You mentioned big embellishments; can you elaborate on what was changed?
Who really knows the whole thing? Actually, it’s one guy’s story we are taking on here. I don’t know…Michael Thomas the writer didn’t know what he actually said and how he was, but we know how he behaved towards people. In some respects, we dumbed down many of the horrific events that took place.

For example, what was dumbed down or left out?
I think you don’t believe it. There’s a bit in the film that we left in, the killing of his father’s best friend, but for me the most shocking is what he used to do with the newlyweds. The brides are about to be married and picking up school girls, for me it was all so disturbing and it was more so to kind of ludicrous life style. The ordering of a 25 story cake…you can’t put that in a film because people just wouldn’t believe it. That’s the excess; it’s too much, it’s not believable.

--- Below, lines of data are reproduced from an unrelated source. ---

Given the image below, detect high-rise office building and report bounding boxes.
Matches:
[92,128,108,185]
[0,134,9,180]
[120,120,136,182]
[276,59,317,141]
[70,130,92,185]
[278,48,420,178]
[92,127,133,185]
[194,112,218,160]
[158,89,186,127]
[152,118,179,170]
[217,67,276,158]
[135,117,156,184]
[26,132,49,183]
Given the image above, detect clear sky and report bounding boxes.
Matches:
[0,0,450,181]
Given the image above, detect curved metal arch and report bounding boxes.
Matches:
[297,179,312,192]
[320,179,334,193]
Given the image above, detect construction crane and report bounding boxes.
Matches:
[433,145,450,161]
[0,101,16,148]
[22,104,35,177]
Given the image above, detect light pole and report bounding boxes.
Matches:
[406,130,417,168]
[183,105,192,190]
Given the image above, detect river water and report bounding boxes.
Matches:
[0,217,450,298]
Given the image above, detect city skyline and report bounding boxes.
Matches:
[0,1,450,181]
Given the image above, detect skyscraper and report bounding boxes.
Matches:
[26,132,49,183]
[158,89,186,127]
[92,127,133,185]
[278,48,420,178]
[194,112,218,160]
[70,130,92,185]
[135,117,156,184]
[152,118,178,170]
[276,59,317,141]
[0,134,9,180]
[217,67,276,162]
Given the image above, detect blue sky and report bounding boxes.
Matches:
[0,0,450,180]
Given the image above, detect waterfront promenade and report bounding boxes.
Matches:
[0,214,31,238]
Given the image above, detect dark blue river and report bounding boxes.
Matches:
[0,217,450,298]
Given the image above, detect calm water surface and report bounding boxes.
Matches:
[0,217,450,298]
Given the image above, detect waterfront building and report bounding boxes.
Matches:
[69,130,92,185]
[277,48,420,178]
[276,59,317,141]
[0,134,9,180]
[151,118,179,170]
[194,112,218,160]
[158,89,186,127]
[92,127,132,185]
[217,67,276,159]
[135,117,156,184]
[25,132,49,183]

And the torture that took place! We had to take that out because you can’t accept it. We thankfully don’t live in a society where that’s part of our lives and you take a second glance and its disturbing and you don’t need it. I think it’s a good thing, but some of the stuff we did shoot and then thought, “well, this is unnecessary.” Lee, he knows that world, he knows those people. He knows that violence and I think he chose that it wouldn’t be necessary as long as you have an idea and understanding of what the man was capable of, which was anything without limits, but there aren’t specific things. Everything, everyday, that I ever read about him was truly disturbing. He was horrific and that for me was a very difficult part of playing the character because I couldn’t find anything which I could remotely relate to as a human being. He had no moral grounding. He was obviously truly, truly disturbed and that was my key in with this man, with his relationship with his father, having a dictator as a father and being exposed to scenes of torture from the age of 4.

THE DEVIL’S DOUBLE is out in limited theaters starting Friday, July 29.